Mentira e contradição, constantes da arte e da vida 1

Escrevia André Bazin, nos idos de janeiro de 48, a propósito do cinema (neo-) realista italiano:
"o realismo em arte só poderia evidentemente provir de artifícios".
Sumarenta quanto baste para inúmeras teses e considerações, eis a suma-contradição (diria grã-riqueza) de qualquer expressão artística realista, eterna e invariavelmente definida, como dizia Bazin, pela "escolha entre o que vale ser salvo, perdido e recusado". Essa escolha, por sua vez, é simultaneamente "inaceitável" ("porque feita à custa da realidade (...) que se propõe reconstituir integralmente") e "necessária" ("porquanto a arte só existe por esta escolha" e porque "sem ela [e sem quaisquer limitações técnicas] voltaríamos pura e simplesmente à realidade").
Enquanto mensagem, seria inútil (além de impossível) reconstituir integralmente a realidade. De resto, a realidade caracteriza-se também pela sua continuidade temporal, por oposição à visão fraccionada que uma qualquer expressão artística corporiza.
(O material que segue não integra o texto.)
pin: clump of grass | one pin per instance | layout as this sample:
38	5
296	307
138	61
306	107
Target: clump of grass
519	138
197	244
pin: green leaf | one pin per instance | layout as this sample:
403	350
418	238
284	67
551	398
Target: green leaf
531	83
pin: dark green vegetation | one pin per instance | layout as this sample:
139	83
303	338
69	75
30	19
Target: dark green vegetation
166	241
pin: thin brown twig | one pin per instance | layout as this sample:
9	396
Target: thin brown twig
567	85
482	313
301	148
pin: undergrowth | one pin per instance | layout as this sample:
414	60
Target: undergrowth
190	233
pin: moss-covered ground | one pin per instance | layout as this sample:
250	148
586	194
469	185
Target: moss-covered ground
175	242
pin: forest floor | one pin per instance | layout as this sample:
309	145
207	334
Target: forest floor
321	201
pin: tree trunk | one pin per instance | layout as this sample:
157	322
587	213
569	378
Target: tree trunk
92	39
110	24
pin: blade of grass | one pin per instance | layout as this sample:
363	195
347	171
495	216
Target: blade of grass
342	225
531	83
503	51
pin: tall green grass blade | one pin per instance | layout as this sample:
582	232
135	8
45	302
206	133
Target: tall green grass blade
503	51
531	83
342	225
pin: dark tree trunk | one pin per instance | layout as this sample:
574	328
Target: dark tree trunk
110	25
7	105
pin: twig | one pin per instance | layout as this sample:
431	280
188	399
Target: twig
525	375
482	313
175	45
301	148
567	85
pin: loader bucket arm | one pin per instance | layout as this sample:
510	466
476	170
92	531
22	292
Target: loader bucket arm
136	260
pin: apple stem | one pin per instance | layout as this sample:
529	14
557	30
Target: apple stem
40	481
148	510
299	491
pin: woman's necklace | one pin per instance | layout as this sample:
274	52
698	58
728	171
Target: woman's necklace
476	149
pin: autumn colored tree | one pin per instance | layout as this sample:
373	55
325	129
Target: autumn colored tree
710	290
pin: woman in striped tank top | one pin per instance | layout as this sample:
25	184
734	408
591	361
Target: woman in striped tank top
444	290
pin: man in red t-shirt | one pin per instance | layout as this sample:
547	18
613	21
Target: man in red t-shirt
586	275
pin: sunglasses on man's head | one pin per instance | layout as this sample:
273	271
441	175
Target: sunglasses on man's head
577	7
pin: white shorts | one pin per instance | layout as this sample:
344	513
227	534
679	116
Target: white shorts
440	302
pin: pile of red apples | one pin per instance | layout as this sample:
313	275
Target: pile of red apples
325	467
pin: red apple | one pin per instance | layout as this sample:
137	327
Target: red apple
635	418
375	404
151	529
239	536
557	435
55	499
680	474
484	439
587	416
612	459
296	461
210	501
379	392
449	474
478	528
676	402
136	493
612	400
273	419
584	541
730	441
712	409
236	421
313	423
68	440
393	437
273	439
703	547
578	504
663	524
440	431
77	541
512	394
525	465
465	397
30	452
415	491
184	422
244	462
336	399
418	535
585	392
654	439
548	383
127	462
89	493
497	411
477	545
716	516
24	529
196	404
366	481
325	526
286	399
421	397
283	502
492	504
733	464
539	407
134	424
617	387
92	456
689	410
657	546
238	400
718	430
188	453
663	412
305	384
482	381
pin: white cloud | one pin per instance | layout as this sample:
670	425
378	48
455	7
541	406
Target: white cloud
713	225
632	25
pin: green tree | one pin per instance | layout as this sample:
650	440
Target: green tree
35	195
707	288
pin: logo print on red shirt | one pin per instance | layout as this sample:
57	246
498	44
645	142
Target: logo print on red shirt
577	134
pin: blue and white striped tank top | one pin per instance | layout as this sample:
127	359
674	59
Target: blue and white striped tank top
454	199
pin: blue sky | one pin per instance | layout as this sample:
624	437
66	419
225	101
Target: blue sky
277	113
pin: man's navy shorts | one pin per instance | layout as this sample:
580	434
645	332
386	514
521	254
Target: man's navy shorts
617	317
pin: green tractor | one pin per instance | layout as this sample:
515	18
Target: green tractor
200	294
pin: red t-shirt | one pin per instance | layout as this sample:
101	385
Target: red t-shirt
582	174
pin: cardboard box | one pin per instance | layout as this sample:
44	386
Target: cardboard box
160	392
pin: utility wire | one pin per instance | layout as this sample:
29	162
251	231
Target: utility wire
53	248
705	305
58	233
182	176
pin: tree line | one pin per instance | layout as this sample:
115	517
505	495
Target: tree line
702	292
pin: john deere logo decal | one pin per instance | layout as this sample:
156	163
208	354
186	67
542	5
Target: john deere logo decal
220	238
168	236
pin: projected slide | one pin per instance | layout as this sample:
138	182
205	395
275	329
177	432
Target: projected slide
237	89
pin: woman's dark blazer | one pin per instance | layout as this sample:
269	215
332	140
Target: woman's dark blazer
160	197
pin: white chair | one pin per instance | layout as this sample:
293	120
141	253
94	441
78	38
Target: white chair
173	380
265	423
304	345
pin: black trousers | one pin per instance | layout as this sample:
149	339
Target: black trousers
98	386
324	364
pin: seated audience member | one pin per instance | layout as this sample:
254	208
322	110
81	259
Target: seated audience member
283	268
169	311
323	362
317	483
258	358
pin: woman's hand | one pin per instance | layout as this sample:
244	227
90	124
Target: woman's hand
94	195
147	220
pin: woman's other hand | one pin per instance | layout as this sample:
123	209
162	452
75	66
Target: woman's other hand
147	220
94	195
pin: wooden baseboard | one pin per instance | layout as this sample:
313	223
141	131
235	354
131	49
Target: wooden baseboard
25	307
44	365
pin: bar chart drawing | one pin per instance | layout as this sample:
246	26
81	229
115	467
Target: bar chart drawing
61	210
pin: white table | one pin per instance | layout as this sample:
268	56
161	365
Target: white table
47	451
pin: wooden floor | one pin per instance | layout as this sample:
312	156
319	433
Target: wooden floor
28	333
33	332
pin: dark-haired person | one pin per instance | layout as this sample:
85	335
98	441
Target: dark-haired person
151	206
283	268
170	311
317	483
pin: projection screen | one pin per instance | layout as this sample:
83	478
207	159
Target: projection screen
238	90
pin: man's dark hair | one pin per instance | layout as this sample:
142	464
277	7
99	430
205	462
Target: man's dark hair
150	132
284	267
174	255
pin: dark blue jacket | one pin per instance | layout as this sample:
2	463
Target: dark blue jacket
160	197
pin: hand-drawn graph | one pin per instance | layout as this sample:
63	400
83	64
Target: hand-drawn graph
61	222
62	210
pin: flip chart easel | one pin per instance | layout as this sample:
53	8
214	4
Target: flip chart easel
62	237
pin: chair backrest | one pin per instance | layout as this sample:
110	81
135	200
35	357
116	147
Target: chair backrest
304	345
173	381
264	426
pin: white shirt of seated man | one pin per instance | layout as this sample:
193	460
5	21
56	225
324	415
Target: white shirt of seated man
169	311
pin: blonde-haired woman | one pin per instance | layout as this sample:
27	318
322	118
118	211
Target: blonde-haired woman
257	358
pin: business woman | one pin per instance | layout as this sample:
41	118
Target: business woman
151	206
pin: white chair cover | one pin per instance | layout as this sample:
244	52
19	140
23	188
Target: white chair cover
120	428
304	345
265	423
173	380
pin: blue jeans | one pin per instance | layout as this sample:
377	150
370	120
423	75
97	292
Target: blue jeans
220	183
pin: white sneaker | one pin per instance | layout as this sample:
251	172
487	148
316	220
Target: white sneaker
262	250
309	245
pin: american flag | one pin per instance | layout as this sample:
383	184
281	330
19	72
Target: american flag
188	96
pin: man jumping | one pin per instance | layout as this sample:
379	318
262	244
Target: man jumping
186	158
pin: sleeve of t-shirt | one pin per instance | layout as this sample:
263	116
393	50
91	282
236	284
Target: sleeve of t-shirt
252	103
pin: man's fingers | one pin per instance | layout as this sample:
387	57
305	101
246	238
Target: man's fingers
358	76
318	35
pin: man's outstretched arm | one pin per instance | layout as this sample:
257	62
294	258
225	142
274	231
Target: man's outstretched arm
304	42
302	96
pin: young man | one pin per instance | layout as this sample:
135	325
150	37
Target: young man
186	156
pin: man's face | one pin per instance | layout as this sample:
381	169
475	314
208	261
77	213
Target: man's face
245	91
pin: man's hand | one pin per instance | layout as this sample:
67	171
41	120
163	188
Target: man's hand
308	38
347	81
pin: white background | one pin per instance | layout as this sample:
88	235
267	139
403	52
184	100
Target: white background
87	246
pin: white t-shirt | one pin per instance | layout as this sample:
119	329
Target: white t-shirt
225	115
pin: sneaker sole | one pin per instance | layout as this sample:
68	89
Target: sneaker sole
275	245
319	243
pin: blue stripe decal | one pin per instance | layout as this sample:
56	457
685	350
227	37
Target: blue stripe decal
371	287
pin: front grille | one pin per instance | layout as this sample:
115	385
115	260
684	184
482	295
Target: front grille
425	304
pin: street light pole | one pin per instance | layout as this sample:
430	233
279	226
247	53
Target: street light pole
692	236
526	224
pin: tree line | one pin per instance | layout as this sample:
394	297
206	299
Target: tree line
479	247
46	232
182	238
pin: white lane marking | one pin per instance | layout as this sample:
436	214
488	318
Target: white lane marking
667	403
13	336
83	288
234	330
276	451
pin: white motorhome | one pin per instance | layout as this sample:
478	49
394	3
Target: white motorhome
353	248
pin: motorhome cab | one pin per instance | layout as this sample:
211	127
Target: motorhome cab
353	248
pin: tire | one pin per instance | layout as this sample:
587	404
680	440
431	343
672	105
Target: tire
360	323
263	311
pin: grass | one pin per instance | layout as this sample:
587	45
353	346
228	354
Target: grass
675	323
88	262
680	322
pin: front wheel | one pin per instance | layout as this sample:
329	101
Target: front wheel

A escolha, trave-mestra da expressão realista, apresenta-se então como o veículo para uma "qualquer nova conquista sobre a realidade". Tenhamos ainda em conta que a extrema complexidade deste processo não se esgota no seu processo criativo; a sua publicação é em si um aspecto fulcral da desejada conquista.
Por outro lado, e tendo em atenção a distribuição, meio de publicação e eficácia persuasiva das diferentes expressões artísticas, a ilusão que está umbilicalmente associada a todo o processo poderá substituir na memória colectiva e individual a realidade que busca eternizar. Se para o público isto representa a "perda de consciência da própria realidade", para o autor este processo pode levar a que não distinga "claramente onde começam e acabam as suas mentiras".
E eis que Bazin fala (finalmente) de mentiras.